When my masterpiece was done, I stepped back expecting them to admire it. They blinked at it for a minute and then skipped off to chase a sea gull. I felt so awful when I realized that I robbed them of the joy of sand castle building. I called them over to bull doze it—which they loved—and encouraged them to build their own castle.
We control others or activities because we…
*want to achieve a particular outcome. In our case, I saw in my mind what was the perfect sand castle. I forgot that the ultimate goal was for the kids to have fun not craft a wondrous edifice.
*lack faith in others. We believe that we can do a better job than others. Or that others will not catch our “vision” of what we want. Micro-managers in the office and business owners who can’t delegate are guilty of this.
*really believe that our way is the best way. There is a measure of egotism at work here. Egotists see only their own perceptions. There are many perceptions to consider in life, but egotists are concerned with only their own. That’s too bad because they often miss the creative, mind-expanding input that comes when more than one brain is involved in a project. There are times when being in charge is called for. But even a wise leader knows to consider the input of others.
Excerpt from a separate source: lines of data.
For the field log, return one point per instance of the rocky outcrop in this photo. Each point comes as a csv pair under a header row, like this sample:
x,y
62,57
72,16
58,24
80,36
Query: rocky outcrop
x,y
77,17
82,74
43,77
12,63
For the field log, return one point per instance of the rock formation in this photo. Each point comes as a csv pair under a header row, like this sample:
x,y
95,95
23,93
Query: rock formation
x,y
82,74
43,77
If you’re controlling, you should know that your life will be more peaceful and less stressful if you let go. There are some things that you shouldn’t control. Some things you should relinquish control over include…
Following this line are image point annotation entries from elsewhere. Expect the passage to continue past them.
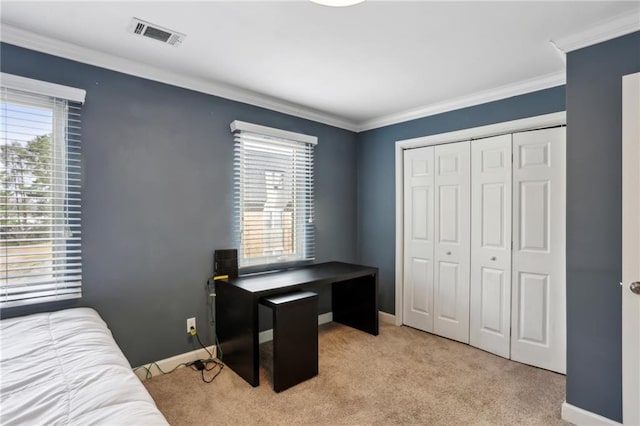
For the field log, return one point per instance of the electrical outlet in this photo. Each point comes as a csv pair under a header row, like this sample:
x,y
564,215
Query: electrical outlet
x,y
191,322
*your spouse. This is a main cause of marital misery. Some spouses honestly feel that their mates need constant direction and guidance, but it isn’t true. You must understand that everyone has the right to live his or her own way, to do things in the manner in which he or she chooses even if it does not meet your standards, expectations or values. Some husbands or wives are like dictators, demanding and directing. It is very demeaning and unpleasant. You should know that spouses, like defiant teenagers, will find ways to rebel. You should not be in control of your spouse.
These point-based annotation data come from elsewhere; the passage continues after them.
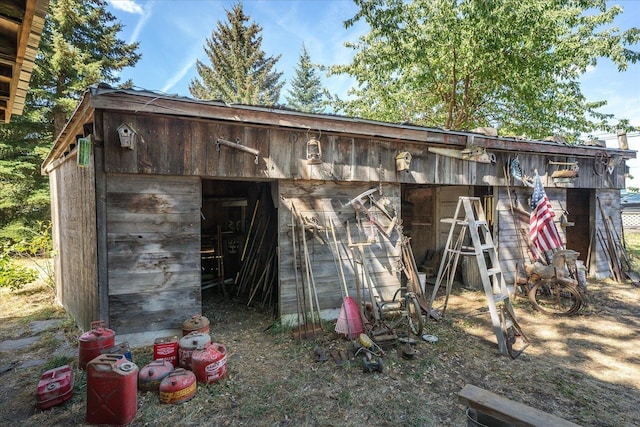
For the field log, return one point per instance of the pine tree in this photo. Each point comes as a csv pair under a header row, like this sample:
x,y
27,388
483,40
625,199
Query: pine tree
x,y
510,64
306,93
79,47
239,72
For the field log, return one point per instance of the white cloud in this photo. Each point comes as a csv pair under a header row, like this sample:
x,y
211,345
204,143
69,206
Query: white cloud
x,y
129,6
145,15
179,75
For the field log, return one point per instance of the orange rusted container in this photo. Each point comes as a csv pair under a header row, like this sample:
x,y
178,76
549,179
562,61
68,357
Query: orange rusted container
x,y
112,386
166,348
92,342
55,387
177,387
197,323
188,344
209,363
152,374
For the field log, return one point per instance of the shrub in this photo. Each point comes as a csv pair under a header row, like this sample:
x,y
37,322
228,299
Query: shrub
x,y
13,276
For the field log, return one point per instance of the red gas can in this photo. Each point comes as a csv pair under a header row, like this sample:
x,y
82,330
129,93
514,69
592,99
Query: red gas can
x,y
197,323
152,374
209,363
187,344
93,341
166,348
111,390
55,387
177,387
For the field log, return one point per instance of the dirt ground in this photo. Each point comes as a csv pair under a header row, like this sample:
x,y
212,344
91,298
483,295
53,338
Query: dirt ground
x,y
584,368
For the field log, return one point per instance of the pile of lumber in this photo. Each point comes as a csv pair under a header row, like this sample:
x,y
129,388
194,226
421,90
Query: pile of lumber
x,y
615,251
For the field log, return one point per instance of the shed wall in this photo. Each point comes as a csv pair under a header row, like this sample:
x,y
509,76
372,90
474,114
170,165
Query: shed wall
x,y
153,251
73,207
324,203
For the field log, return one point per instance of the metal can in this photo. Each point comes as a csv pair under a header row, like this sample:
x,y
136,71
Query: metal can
x,y
92,342
166,348
152,374
112,385
209,363
197,323
177,387
122,348
187,344
55,387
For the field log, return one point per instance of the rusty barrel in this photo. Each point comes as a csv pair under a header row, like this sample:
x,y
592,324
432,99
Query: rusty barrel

*your children. Your job as a parent is to protect, guide, teach and love. That is how to nurture a little human being with a mind of his own. It is not your right to control or manipulate his thoughts or behavior. Teach proper behavior and help him develop his own mind and talents. Let him learn how his behavior affects his world, but don’t control his every move as though he were a puppet. This tactic will lead to resentment, rebellion and a very sad parent-child relationship.
*other people, including friends and employees. Coercion is a bad professional tactic to use on employees. They’re human beings who will work harder for a boss they like and respect. A controlling boss implies that she does not have faith in her employees to do a good job. Give people a chance to grow and prove their worth. As for controlling your friends, well, they won’t stick around long if you persist. Controlling service providers like restaurant workers is unacceptable, too. They deserve your respect. Your measly tip could never cover the cost of verbal abuse and rudeness.
*life’s unexpected moments. Life happens. Some of the best moments are unscripted. It must be dull to control every aspect of your life and know the outcome.
When things don’t go your way, and the results aren’t what you’d hoped, learn to accept what life has in store for you. Everything happens for a reason, I believe. Let life lead you on occasion and face the new path with curious anticipation. It is always an opportunity for your growth and learning.